= Artist Placement Group =

The Artist Placement Group (APG) was conceived by Barbara Steveni in London in 1965, and established in 1966 as an artist-run organisation seeking to refocus art outside the gallery, predominantly through attaching an artist in a business or governmental context for a period of time. Then the participating artists would try to create and organize exhibitions of work related to those new experiences.
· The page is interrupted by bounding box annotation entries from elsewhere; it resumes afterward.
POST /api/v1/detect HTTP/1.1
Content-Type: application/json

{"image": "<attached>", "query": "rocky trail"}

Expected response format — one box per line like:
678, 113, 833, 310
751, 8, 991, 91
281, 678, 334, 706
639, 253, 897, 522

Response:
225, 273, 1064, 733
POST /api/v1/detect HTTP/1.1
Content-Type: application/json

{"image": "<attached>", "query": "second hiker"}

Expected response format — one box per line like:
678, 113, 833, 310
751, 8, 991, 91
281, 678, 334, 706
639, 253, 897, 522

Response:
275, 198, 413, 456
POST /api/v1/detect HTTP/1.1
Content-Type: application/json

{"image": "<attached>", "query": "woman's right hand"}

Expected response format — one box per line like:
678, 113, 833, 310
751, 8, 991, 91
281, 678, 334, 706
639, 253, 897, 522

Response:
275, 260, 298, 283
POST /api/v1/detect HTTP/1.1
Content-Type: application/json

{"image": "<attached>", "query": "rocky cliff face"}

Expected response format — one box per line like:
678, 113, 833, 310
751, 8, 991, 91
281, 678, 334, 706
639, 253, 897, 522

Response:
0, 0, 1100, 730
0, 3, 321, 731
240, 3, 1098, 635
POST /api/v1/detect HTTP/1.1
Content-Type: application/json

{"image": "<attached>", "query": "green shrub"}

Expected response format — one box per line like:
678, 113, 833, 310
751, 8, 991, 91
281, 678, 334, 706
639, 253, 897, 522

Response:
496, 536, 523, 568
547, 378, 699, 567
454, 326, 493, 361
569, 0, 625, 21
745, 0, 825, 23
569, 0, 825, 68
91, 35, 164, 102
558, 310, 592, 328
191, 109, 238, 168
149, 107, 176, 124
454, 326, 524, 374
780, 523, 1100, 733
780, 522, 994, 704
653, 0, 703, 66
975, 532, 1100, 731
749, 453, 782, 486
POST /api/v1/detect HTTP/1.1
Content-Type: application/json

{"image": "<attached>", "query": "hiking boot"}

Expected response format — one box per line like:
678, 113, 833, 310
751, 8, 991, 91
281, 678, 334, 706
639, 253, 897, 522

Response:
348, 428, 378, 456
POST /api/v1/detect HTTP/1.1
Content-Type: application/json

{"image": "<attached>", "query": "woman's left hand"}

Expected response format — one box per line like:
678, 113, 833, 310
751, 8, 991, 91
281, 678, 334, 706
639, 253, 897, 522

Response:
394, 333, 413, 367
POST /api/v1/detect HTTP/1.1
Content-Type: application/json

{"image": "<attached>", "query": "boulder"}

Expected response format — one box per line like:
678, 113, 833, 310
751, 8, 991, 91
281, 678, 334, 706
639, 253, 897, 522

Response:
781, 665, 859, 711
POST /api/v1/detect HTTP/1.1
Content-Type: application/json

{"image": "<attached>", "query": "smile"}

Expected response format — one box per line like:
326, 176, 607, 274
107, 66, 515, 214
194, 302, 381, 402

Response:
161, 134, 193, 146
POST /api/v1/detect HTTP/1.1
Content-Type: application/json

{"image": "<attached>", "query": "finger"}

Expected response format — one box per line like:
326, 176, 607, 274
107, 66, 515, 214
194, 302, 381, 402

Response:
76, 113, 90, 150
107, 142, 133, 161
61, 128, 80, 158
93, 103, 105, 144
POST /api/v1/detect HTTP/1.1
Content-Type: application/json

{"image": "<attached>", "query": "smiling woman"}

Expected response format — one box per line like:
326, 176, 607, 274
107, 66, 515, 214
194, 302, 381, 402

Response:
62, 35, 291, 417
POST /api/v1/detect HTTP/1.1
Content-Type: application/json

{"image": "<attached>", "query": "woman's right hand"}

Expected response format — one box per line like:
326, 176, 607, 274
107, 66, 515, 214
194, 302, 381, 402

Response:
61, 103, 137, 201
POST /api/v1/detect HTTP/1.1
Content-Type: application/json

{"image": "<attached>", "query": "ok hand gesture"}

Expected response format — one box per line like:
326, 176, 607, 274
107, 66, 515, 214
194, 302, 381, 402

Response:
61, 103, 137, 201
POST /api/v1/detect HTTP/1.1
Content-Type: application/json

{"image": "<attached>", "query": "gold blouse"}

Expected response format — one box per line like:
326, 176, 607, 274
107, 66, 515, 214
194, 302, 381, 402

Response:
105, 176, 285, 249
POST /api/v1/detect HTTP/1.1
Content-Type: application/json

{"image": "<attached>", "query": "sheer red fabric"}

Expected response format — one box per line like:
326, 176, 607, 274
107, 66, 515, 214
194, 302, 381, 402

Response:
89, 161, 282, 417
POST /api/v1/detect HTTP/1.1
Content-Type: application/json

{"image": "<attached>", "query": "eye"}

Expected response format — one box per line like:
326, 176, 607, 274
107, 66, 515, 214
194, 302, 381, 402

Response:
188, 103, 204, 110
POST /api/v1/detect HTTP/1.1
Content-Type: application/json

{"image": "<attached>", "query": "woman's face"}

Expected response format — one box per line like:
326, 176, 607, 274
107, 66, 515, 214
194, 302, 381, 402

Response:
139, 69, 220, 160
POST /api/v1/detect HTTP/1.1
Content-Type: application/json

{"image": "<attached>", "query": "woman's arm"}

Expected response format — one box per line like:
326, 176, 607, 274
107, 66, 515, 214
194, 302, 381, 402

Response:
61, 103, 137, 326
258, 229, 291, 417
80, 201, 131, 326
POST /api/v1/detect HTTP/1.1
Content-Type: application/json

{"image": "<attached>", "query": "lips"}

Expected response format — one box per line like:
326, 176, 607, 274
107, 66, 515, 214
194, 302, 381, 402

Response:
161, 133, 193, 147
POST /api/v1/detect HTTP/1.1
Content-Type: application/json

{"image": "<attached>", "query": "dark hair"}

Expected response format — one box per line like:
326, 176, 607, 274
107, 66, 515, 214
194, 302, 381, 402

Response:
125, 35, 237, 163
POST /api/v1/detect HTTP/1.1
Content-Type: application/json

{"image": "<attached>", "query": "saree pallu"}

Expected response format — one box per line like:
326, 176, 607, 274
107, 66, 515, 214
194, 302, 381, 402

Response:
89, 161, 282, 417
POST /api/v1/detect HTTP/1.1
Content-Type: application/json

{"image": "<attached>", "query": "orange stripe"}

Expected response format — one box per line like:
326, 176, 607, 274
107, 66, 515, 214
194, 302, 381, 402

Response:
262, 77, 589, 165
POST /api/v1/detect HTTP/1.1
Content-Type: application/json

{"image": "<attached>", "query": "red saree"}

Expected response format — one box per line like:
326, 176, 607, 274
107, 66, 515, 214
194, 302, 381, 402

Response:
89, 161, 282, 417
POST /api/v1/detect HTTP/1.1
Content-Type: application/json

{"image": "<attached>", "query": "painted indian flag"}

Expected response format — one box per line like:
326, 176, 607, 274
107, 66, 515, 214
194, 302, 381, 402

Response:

Industrial placements included the British Steel Corporation and Ocean Fleets Ltd., and governmental placements included the Department of the Environment, the Scottish Office and the Department for Health and Social Security. As well as these placements, the organisation exhibited in galleries - for example in INN70 at the Hayward Gallery in London, in 1971 and other venues including a retrospective review at Whitechapel Art Gallery in 1977 and at documenta 6 in the same year.

Among the participants were Barbara Steveni, John Latham, Maurice Agis, Joseph Beuys, Ian Breakwell, Stuart Brisley, Hugh Davies, Andrew Dipper, Barry Flanagan, David Hall, Ian Macdonald Munro, Yoko Ono, Anna Ridley, Jeffrey Shaw, David Toop, and the Fluxus Group.

After 1989 the organisation became known as Organisation and Imagination (O+I). In 2004 the Tate Archive in London purchased the APG records. Co-founder John Latham died shortly after, in 2006.

In 2012 Raven Row Gallery, London, revisited APG's early years by staging a major retrospective of work carried out including examples of some of its placements together with related documentation much of it loaned by the Tate. A further retrospective occurred in 2015 at Kunstraum Kreuzberg/Bethanien in Berlin, forming the basis for a further exhibition at Summerhall, Edinburgh in 2016.